Los otros dos dioses guardaron silencio, pensativos.
—Quizá tengas razón, hermano —dijo Takhisis con una dulzura inesperada que desarmaba—. Deberíamos quedarnos y luchar. Pero necesitaremos la ayuda de los mortales, ¿no crees?
—Tendrán que ayudarse a sí mismos, de eso no cabe duda —dijo Paladine, que miró a su hermana con desconfianza.

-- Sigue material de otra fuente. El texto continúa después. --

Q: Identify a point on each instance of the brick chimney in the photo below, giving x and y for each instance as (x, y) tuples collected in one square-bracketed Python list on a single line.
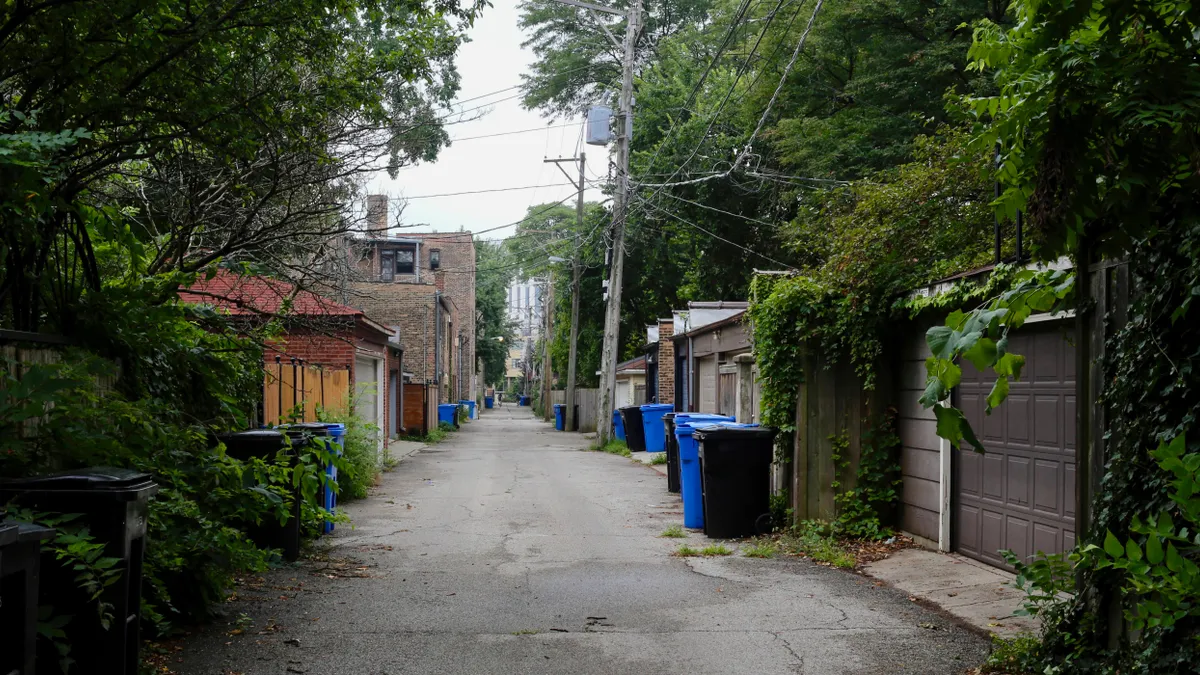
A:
[(377, 215), (666, 362)]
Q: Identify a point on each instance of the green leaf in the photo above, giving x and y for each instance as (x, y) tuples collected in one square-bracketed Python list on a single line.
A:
[(1113, 547), (955, 320), (1153, 550), (982, 354), (1174, 561), (999, 393), (953, 425), (941, 341), (1164, 524), (935, 393), (1011, 365)]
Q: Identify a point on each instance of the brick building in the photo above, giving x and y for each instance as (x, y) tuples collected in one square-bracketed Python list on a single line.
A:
[(423, 286), (322, 338)]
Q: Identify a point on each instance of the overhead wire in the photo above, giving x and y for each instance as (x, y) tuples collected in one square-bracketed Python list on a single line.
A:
[(714, 236)]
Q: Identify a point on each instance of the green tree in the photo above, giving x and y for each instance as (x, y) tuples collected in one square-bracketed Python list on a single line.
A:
[(223, 130), (492, 327), (1095, 123)]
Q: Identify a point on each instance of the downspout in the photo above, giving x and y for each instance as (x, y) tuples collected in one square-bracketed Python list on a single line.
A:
[(437, 338), (691, 375)]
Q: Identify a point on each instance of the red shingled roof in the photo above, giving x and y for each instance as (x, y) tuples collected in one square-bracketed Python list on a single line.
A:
[(258, 294)]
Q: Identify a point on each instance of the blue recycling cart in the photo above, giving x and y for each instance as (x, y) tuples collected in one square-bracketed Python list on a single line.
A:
[(652, 425)]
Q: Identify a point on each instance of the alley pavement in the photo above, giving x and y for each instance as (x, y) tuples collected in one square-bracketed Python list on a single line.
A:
[(508, 548)]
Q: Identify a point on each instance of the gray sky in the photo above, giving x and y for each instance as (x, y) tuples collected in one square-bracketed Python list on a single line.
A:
[(492, 60)]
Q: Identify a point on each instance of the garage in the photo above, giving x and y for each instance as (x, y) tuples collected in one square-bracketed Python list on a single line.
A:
[(706, 370), (1020, 494), (367, 400)]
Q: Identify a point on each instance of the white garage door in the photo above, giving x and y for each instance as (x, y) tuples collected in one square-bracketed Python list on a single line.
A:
[(706, 369), (366, 389), (623, 394)]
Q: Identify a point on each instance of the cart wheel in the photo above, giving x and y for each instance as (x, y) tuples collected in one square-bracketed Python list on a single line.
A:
[(763, 524)]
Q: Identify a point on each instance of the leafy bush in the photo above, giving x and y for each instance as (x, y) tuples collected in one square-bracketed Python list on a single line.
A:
[(673, 531), (360, 454), (615, 447), (178, 384), (817, 541), (763, 548), (1011, 656)]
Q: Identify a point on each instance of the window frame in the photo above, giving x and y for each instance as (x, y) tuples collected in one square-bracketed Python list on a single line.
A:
[(411, 249)]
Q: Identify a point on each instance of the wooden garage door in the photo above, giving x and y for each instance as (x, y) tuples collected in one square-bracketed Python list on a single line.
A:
[(706, 370), (1019, 495)]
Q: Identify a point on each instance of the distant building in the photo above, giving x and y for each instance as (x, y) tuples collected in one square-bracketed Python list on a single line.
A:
[(423, 285), (526, 312)]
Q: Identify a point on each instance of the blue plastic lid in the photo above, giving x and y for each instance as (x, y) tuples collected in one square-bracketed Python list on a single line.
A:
[(684, 426), (657, 407), (684, 417)]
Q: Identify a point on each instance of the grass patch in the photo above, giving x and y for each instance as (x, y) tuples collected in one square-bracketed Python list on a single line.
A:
[(762, 548), (435, 435), (1011, 656), (816, 541), (673, 532), (684, 550), (613, 447)]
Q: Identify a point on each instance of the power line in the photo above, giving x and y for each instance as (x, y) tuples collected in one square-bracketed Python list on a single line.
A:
[(762, 120), (720, 107), (485, 191), (513, 132), (691, 97), (714, 236), (718, 210)]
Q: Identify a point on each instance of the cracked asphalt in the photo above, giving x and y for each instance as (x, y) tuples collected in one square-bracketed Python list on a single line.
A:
[(510, 549)]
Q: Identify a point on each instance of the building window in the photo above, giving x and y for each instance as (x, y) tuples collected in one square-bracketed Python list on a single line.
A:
[(387, 264), (406, 260)]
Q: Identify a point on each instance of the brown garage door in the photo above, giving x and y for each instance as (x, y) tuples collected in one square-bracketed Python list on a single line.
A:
[(1019, 495)]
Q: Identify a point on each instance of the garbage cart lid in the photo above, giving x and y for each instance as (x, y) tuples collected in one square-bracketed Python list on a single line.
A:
[(7, 532), (95, 479), (315, 428), (696, 417), (657, 407), (733, 430)]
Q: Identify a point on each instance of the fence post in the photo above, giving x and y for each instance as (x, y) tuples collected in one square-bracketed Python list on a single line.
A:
[(744, 400)]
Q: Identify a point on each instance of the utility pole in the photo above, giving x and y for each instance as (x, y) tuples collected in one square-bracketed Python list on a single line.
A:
[(547, 372), (569, 400), (621, 209)]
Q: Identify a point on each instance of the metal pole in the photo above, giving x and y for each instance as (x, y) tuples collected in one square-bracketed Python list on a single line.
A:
[(547, 371), (612, 316), (995, 219), (569, 400), (293, 382), (1019, 237), (279, 380)]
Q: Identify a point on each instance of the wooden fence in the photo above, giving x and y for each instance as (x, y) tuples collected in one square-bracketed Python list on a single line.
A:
[(587, 400), (17, 360), (301, 389)]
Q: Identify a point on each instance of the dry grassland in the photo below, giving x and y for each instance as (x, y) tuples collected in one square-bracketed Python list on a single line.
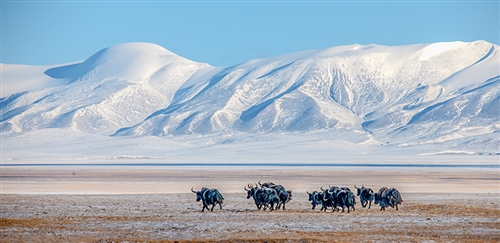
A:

—Nunca lograríamos destruir a Caos —intervino Gilean—, pero tal vez haya algún modo de obligarlo a marcharse. En esto, los mortales podrían ayudarnos.
—Si estuvieran unidos —dijo Takhisis—. No serviría de nada contar con ejércitos de humanos y elfos enfrentados entre sí cuando deberían estar combatiendo a las legiones de Caos.

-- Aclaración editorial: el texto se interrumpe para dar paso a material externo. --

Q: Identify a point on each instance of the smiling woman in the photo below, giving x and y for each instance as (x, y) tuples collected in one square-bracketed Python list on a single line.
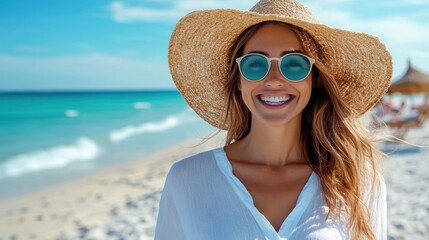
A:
[(297, 163)]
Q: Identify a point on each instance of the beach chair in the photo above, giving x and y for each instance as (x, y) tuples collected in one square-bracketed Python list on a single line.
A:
[(400, 126)]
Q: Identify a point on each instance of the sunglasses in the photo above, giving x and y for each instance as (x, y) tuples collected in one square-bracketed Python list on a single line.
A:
[(294, 67)]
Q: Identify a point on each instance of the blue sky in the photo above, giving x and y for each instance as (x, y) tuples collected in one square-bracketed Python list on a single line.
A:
[(122, 44)]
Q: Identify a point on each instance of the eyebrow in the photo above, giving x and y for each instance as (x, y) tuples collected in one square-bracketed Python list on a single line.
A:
[(283, 53)]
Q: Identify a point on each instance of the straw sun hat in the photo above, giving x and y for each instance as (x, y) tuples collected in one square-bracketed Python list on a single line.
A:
[(199, 55)]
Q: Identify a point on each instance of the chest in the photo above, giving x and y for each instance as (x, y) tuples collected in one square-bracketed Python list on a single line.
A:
[(274, 192)]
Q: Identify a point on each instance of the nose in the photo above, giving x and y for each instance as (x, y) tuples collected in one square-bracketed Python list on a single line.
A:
[(274, 77)]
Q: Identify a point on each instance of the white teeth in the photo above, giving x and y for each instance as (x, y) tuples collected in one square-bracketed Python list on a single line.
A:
[(275, 100)]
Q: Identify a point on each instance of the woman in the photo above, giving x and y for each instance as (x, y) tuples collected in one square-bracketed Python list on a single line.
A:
[(289, 91)]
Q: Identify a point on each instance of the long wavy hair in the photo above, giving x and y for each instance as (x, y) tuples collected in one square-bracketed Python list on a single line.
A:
[(334, 142)]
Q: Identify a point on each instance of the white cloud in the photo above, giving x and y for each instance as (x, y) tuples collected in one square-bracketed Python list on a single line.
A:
[(32, 49), (89, 71), (403, 2), (122, 12)]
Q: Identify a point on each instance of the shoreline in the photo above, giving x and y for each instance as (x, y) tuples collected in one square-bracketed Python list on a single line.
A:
[(115, 198), (122, 201)]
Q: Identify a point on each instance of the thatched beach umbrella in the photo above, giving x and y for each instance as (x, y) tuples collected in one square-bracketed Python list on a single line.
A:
[(412, 82)]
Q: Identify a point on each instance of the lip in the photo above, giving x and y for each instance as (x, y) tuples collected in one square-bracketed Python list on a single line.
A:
[(277, 106)]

—Podrían unirse —sugirió Paladine, ceñudo—. No tendrían otra opción.
—Tal vez. O tal vez no. ¿Corremos ese riesgo, hermanos? ¿Lo hacemos por su bien así como por el nuestro?
—Habla claramente, hermana —demandó Paladine— Veo que tienes un plan en mente.
—Un plan que sin duda redundará en su beneficio —añadió Gilean en un susurro dirigido a su hermano.
Takhisis lo oyó y pareció ofenderla la idea de que pudieran juzgarla tan mal.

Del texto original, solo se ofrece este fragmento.